Fast datetime parsing in python

18 Nov 2007

So you need parse a date time string in a log file a zillion times? For instance the Apache log has this lovely time format 08/Nov/2007:04:05:07

The python docs say use datetime and strptime like this:

import datetime
import time
def apachetime_slow(line):
    return datetime.datetime(*time.strptime(line, "%d/%b/%Y:%H:%M:%S")[0:6])

Short, ugly, and slow. In my application, 25% of my runtime was this function! The Apache time format is gross, but it is fixed length. This means you can use string slices to get the individual bits. The only "trick" is mapping the month abbreviations to a number.

import datetime

month_map = {'Jan': 1, 'Feb': 2, 'Mar':3, 'Apr':4, 'May':5, 'Jun':6, 'Jul':7, 
    'Aug':8,  'Sep': 9, 'Oct':10, 'Nov': 11, 'Dec': 12}

def apachetime(s):
    global month_hash
    return datetime.datetime(int(s[7:11]), month_map[s[3:6]], int(s[0:2]), \
         int(s[12:14]), int(s[15:17]), int(s[18:20]))

On my box this is a full 10x faster! Enjoy!

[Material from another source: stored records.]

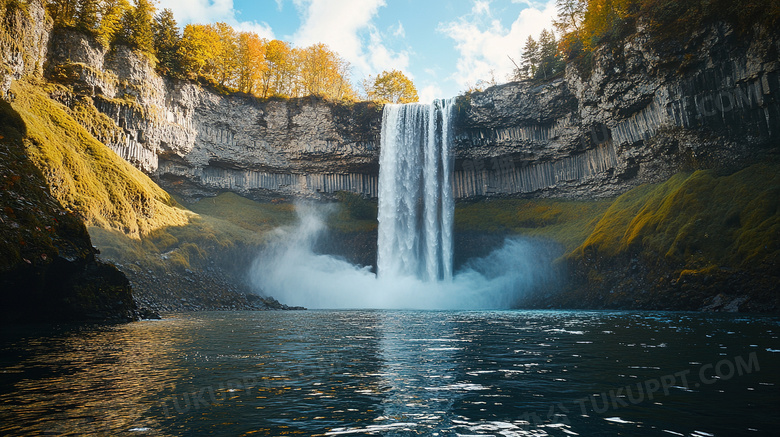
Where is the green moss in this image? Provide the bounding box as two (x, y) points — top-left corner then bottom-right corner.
(575, 164), (780, 271)
(8, 81), (190, 237)
(454, 198), (612, 252)
(326, 192), (378, 233)
(177, 192), (296, 233)
(66, 95), (124, 143)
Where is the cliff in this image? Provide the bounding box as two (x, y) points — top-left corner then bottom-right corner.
(33, 20), (780, 204)
(455, 23), (779, 198)
(42, 28), (382, 201)
(0, 1), (138, 323)
(2, 1), (777, 313)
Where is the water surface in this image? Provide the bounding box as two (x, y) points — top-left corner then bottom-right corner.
(1, 310), (778, 436)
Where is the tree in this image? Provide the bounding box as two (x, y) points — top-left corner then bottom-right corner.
(47, 0), (78, 28)
(364, 69), (418, 104)
(537, 29), (563, 80)
(298, 43), (356, 100)
(153, 8), (181, 76)
(75, 0), (100, 34)
(235, 31), (266, 94)
(519, 36), (539, 79)
(213, 22), (238, 87)
(553, 0), (586, 34)
(96, 0), (129, 48)
(260, 39), (294, 98)
(178, 23), (219, 80)
(119, 0), (155, 56)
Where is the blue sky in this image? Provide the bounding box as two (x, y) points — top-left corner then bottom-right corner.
(155, 0), (558, 101)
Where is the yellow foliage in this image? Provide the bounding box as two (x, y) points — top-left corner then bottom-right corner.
(575, 165), (780, 270)
(9, 81), (190, 237)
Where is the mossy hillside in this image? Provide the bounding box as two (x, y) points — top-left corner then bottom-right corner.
(1, 96), (135, 322)
(329, 191), (378, 233)
(454, 198), (612, 252)
(178, 192), (297, 233)
(575, 165), (780, 271)
(9, 80), (190, 237)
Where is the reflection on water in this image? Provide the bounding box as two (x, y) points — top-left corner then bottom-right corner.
(1, 311), (779, 436)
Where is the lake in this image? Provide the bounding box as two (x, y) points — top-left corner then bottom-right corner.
(1, 310), (779, 436)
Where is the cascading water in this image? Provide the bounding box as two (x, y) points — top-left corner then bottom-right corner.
(377, 99), (455, 281)
(252, 98), (555, 309)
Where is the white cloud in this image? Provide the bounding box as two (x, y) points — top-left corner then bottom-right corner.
(439, 0), (557, 91)
(392, 21), (405, 38)
(472, 0), (491, 15)
(291, 0), (410, 85)
(156, 0), (275, 39)
(418, 84), (443, 104)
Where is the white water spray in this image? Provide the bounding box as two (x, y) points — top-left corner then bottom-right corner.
(377, 100), (455, 281)
(250, 100), (557, 309)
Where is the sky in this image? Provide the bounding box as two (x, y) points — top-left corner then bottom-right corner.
(154, 0), (558, 102)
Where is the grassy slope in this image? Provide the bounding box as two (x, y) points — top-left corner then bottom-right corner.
(455, 198), (612, 253)
(6, 80), (303, 309)
(10, 81), (190, 236)
(576, 165), (780, 271)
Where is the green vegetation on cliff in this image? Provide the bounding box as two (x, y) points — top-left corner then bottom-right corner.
(455, 198), (612, 252)
(3, 79), (303, 310)
(9, 81), (190, 236)
(1, 90), (136, 322)
(576, 165), (780, 271)
(454, 164), (778, 311)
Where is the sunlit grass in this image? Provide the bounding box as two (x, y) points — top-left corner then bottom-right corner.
(575, 164), (780, 270)
(9, 81), (190, 237)
(455, 198), (612, 252)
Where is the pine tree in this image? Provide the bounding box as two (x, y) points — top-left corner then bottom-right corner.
(75, 0), (100, 34)
(553, 0), (586, 34)
(537, 29), (562, 80)
(96, 0), (129, 48)
(153, 8), (181, 76)
(120, 0), (155, 56)
(520, 36), (539, 79)
(47, 0), (78, 28)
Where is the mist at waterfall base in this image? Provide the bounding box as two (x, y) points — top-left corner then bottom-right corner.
(251, 99), (557, 309)
(249, 202), (558, 309)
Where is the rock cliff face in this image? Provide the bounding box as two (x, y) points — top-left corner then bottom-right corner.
(44, 30), (382, 201)
(454, 23), (780, 199)
(40, 22), (779, 203)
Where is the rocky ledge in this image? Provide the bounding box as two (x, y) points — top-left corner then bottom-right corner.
(39, 21), (779, 203)
(0, 104), (138, 323)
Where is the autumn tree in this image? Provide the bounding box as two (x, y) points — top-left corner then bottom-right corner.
(153, 8), (181, 76)
(298, 43), (356, 100)
(364, 69), (418, 104)
(235, 31), (266, 94)
(178, 23), (219, 80)
(96, 0), (129, 48)
(75, 0), (100, 34)
(259, 39), (294, 97)
(212, 22), (238, 88)
(47, 0), (78, 28)
(119, 0), (155, 56)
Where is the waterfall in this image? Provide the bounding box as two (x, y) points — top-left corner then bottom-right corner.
(377, 99), (455, 281)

Comment 2007-11-25 by None

True! I have just implemented this - following your advice and it is fast enough. I'm working on a remote Apache logging and I need to go through a lot of messages as fast as possible (and in python) in order to sort them by virtual host, machine, AND TIME.


Comment 2008-07-23 by None

Unfortunately, it will only be accurate through August. September is missing and the remaining months are off.

Indeed with proper error checking any script using this verbatim will fail when it attempts to parse September's logs.